Jack started a new school in February. A private religious school and to be honest, we rather like it. Sure, we don’t care for the biased curriculum – oh, I thought my husband was going to pop a vein as he tried to swallow his rage while learning that a liberal “seeks freedom from personal responsibility” and that John Kennedy’s “New Frontier ushered in prosperity without hard work behind it” – but we love the teacher, the administration, and the focus of the smaller classroom size.
(To be fair, most of their curriculum is not nearly that biased.)
Jack is doing better in many aspects – namely, he can’t get away with the same shenanigans in this environment that fell through the cracks at his former school – but we’re still struggling academically. The curriculum is extremely accelerated, and his mid-year enrollment means that we’re constantly finding concepts that he missed out on but is expected to know. This means hours upon hours upon hours of homework.
For a kid with ADHD.
There are many difficulties with our particular situation, none of which worth delving into here, but last night, I had a lightbulb moment. Well, really, my husband had a lightbulb moment and was kind enough to share his beam with me.
It was 9:00 p.m. and Jack had literally been doing homework since 3:45. We took an hour and a half to eat dinner, but besides that, he was focused on homework. That’s a LOT of work for ANY kid to power through, admittedly. Let’s face it: I can’t get through meetings that long without finding something else to do to occupy myself.

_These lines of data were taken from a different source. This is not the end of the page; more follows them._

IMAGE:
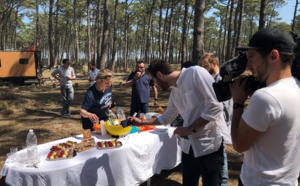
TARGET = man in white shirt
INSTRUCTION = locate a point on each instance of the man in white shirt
(268, 131)
(65, 74)
(210, 62)
(93, 72)
(192, 97)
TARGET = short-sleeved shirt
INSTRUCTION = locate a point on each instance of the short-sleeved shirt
(140, 88)
(96, 102)
(63, 73)
(192, 97)
(274, 159)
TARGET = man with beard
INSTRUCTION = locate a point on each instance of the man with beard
(140, 83)
(268, 131)
(210, 62)
(200, 137)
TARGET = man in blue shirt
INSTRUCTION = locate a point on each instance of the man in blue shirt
(97, 100)
(140, 83)
(65, 74)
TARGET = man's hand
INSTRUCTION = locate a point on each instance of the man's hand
(238, 90)
(135, 121)
(182, 131)
(137, 75)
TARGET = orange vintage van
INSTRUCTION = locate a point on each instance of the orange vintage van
(18, 66)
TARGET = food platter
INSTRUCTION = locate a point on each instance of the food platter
(62, 151)
(110, 144)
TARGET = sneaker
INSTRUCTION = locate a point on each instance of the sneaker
(61, 113)
(68, 114)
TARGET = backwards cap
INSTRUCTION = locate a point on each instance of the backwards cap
(271, 38)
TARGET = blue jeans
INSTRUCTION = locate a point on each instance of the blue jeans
(138, 108)
(207, 166)
(67, 92)
(224, 170)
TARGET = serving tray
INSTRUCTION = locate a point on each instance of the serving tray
(111, 144)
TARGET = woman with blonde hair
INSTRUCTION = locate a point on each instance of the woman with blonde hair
(98, 99)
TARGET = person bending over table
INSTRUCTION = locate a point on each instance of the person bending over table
(140, 83)
(200, 137)
(98, 99)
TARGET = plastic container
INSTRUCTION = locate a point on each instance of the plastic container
(111, 117)
(103, 129)
(32, 148)
(121, 114)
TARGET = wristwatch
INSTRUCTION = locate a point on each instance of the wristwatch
(192, 128)
(237, 105)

We opened his study guide for history and there was a map of the United States, with about twenty states unlabeled, but numbered. “We haven’t done this,” he said. Well. Jack is the first to say that he hasn’t seen something before when, in reality, it’s been smacking him in the face for some time. So I took my historical evidence and reminded him that, yes, a worksheet had come home a few weeks back with this same stuff on it. Suck it up, buttercup: we are about to test you on this.
He knew none of it.
So, okay. 9:15 and we said, “Alright, we’ll just use repetition.” Bryan went over the numbered states and capitols, over and over, having Jack label maps and write them down and recite them and you name it and they did it. We quizzed again.
He knew none of it.
“Sarah, do you have any hints?”
[pullquote type="2" align="right"]“We learn differently. And we are continuously failing you by trying to fit you into our learning style.”[/pullquote] Literally could not recall a single STATE, let alone a capitol of any state.
I .. I am frustrated. I am frustrated with so many parts of this story and I did the wrong thing and said, “Yes. My hint to you is to not wait until the night before to study. Also to not be surprised when you spend your summer in tutoring sessions.”

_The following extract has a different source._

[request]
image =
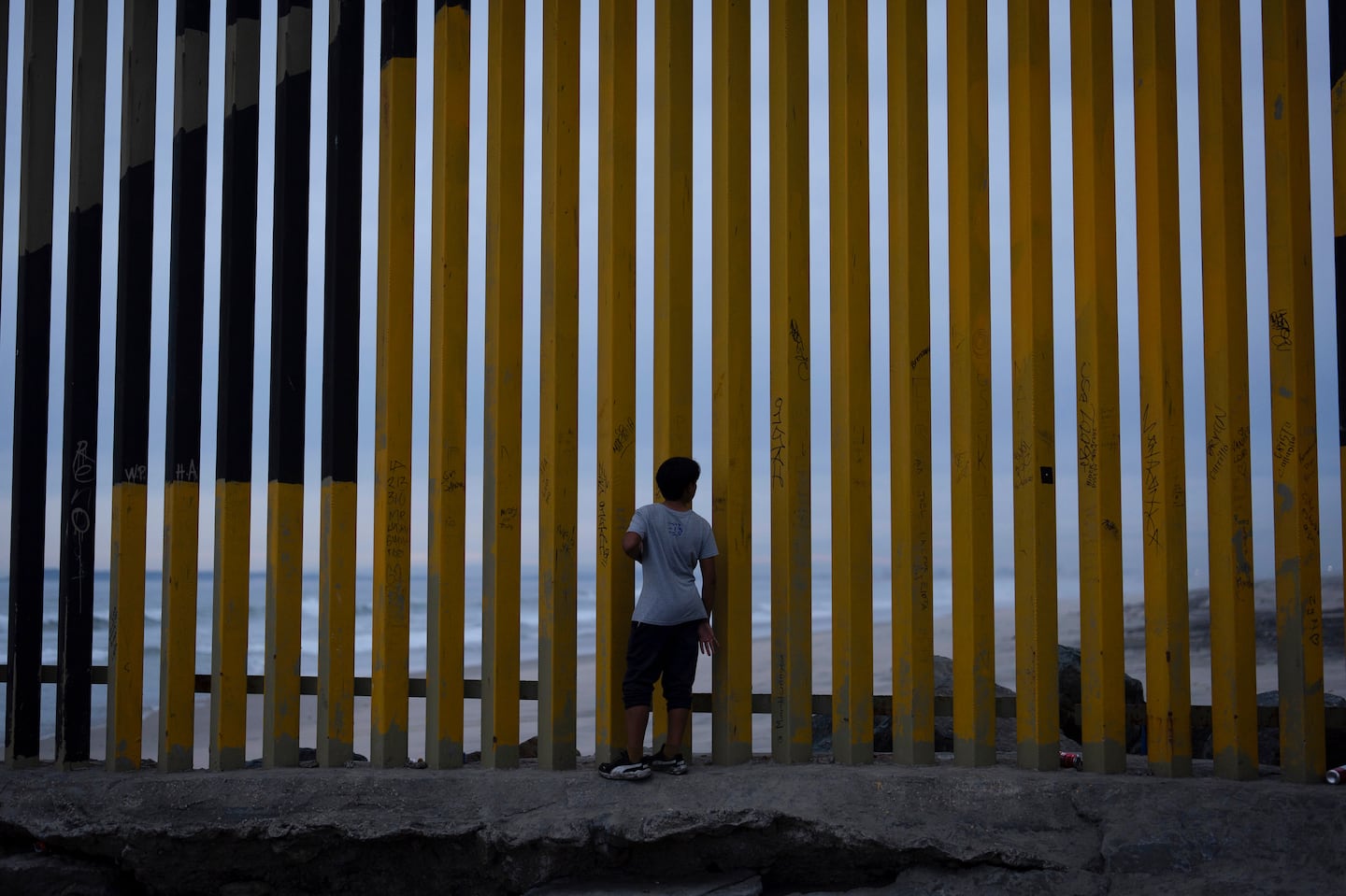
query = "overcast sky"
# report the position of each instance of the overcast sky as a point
(1064, 278)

The last part came out more of a threat than I meant for it to; I have been loudly advocating private tutoring or workshops for Jack for some time. We are consistently finding that concepts don’t click for Jack; what seems rudimentary for us just stump him. And he’s not an unintelligent kid! To the contrary, he’s incredibly smart, woefully smart if you look at his report card. He remembers minutia that spins our heads around, but a concept that he needs to apply in an educational environment is just lost on him.
I looked up from my laptop – Thursday nights are late nights for me and I usually work until 10 pm – and Bryan was glaring at me. I glanced over and heard Jack sniffling. I had made him cry.
Not my intent. Not my intent at all.
They got through another useless round of quizzing, in which Jack again recalled nothing, and Bryan’s voice softened. “Sarah and I think differently than you do,” he said. “We learn differently. And we are continuously failing you by trying to fit you into our learning style.”
MY GOODNESS, HE’S RIGHT.
I am OCD. Repetition until perfection is the ONLY way I know how to learn. Memorization until the light bulb clicks on, as it were. Jack has ADHD. Even on a good day, memorization loses him. It’s too much mental clutter, and he zones out and shuts down.
Our methodical quizzing was pushing him further down the hole that he couldn’t find the top of.
We worked until almost 10:00. That puts Jack at doing almost 5 hours of solid homework and studying. At eleven years old. With ADHD. And Bryan and I realized that until we help him find a method that works for his brain, we are doing him no favors.
I have carried this guilt with me all day, what happened last night. The kid is trying, God love him, and trying hard. But right now, we are oil and water in how our brains operate, and we have no mixing agent between us. We are researching the right answer here, because my God, we cannot watch him drown any longer.
A diagnosis is one thing. Medication is another. But we failed him in our follow-through.